Anders als die unartikulierbaren Stimmen können artikulierbare Stimmen auch geschrieben werden, wobei artikulierbare Stimmen sowohl sinnvoll als auch sinnlos sein können. Dabei können sinnvolle Stimmen eine konventionelle Bedeutung oder eine natürliche Bedeutung haben. Ein Beispiel für die natürliche Bedeutung ist das Weinen eines Kindes. Konventionelle Stimmen sind entweder zusammengesetzt und bestehen damit aus Sätzen oder sie sind unzusammengesetzt aus einzelnen Wörtern mit allgemeinen oder individuellen Bedeutungen.

Die Lehren zur Semiotik wurden weitergeführt und die Theorien auch in der Neuzeit weiterhin diskutiert. Im 18. und zu Beginn des 19. Jahrhunderts stand der Begriff Semiotik dann für die Zeichenkunde, die ihrerseits als Hilfswissenschaft der Diplomatik, der Lehre über Urkunden, gesehen wurde. Außerdem blieb die Verwendung als medizinischer Fachbegriff erhalten.

Die Semiotik ab dem 20. Jahrhundert

Zu einer eigenständigen wissenschaftlichen Disziplin entwickelte sich die Semiotik erst ab 1900. Als Begründer der Semiotik nach heutigem Verständnis gilt Charles Sanders Peirce, der mit seinen Studien das Fundament für die wissenschaftliche Disziplin legte. In Peirces Nachfolge nahm Charles William Morris ebenfalls prägenden Einfluss. Er entwickelte eine auf dem Behaviorismus basierende Zeichentheorie, die zwischen der Syntaktik, der Semantik und der Pragmatik unterscheidet.

Diesen Theorien und Methoden stehen die Ansätze der strukturalistischen Linguistik und Philosophie gegenüber. Die bedeutendsten Vertreter in diesem Zusammenhang sind Ferdinand de Saussure, Roland Barthes, Roman Jakobson und Louis Hjelmsley.

Die Zeichentheorien der strukturalistischen Linguisten und Philosophen legen zweiseitige, dreistellige und vierstellige Modelle zugrunde. Zweiseitige Modelle sehen in einem Zeichen die Einheit aus der Zeichenform und der Bedeutung, also aus der Art, wie ein Zeichen ausgedrückt wird, und dem Inhalt des Zeichens. Dreistellige Modelle stellen einen Bezug zum sogenannten Interpretanten her.

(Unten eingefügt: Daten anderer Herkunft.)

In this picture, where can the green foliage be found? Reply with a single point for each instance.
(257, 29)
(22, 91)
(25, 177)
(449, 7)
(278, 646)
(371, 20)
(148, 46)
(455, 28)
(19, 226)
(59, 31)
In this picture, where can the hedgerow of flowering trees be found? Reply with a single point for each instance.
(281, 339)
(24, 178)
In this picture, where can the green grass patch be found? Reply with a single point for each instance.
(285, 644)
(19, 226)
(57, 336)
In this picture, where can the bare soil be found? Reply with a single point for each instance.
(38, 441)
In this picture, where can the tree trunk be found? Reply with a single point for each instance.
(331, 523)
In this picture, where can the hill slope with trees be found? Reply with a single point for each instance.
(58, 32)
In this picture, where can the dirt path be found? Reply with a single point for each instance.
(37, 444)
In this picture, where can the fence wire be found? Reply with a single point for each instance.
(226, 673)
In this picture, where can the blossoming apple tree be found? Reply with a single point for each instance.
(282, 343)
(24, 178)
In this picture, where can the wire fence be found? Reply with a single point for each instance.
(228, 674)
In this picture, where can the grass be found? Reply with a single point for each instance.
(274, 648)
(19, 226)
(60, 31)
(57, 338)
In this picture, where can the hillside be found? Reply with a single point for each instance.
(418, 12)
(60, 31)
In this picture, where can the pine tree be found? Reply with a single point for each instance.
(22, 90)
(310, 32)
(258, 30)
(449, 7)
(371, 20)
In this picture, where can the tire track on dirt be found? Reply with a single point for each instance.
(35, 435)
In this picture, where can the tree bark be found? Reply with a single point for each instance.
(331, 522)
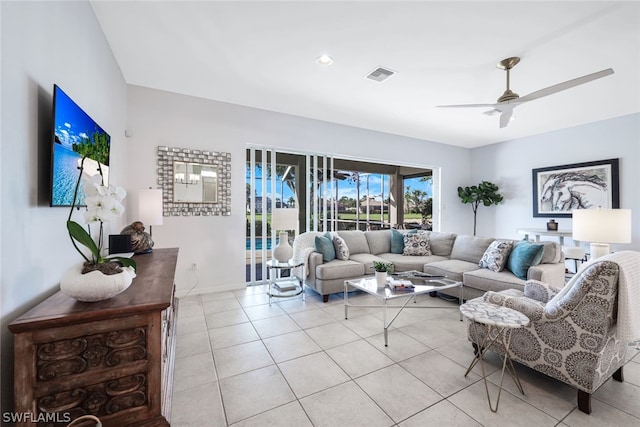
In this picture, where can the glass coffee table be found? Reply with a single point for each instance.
(284, 287)
(424, 284)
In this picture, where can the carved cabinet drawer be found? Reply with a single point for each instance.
(112, 359)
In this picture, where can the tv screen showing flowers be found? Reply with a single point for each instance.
(75, 135)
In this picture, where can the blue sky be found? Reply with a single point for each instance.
(72, 124)
(346, 187)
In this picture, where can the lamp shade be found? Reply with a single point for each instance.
(150, 206)
(284, 219)
(602, 225)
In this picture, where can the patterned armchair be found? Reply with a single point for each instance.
(573, 332)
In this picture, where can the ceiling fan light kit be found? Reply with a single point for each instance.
(510, 100)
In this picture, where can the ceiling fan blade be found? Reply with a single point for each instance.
(467, 106)
(565, 85)
(505, 117)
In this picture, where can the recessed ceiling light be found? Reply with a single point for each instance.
(324, 60)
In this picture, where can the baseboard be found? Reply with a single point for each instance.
(199, 290)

Ähnlich wie bei Aristoteles ist ein Zeichen nach diesem Verständnis eine Dreiecksbeziehung aus dem eigentlichen Zeichen als Ausdrucksmittel, dem Objekt, das durch das Zeichen beschrieben wird, und dem Interpretanten, der das Zeichen in das jeweilige System oder den Kontext überträgt und im Sinne einer Verständnishilfe übersetzt. Vierstellige Modelle erweitern das Zeichen als Einheit um einen begriffshistorischen oder systematisch Bezug zur Realität, der über die Bedeutung des Zeichens als solches hinausgeht.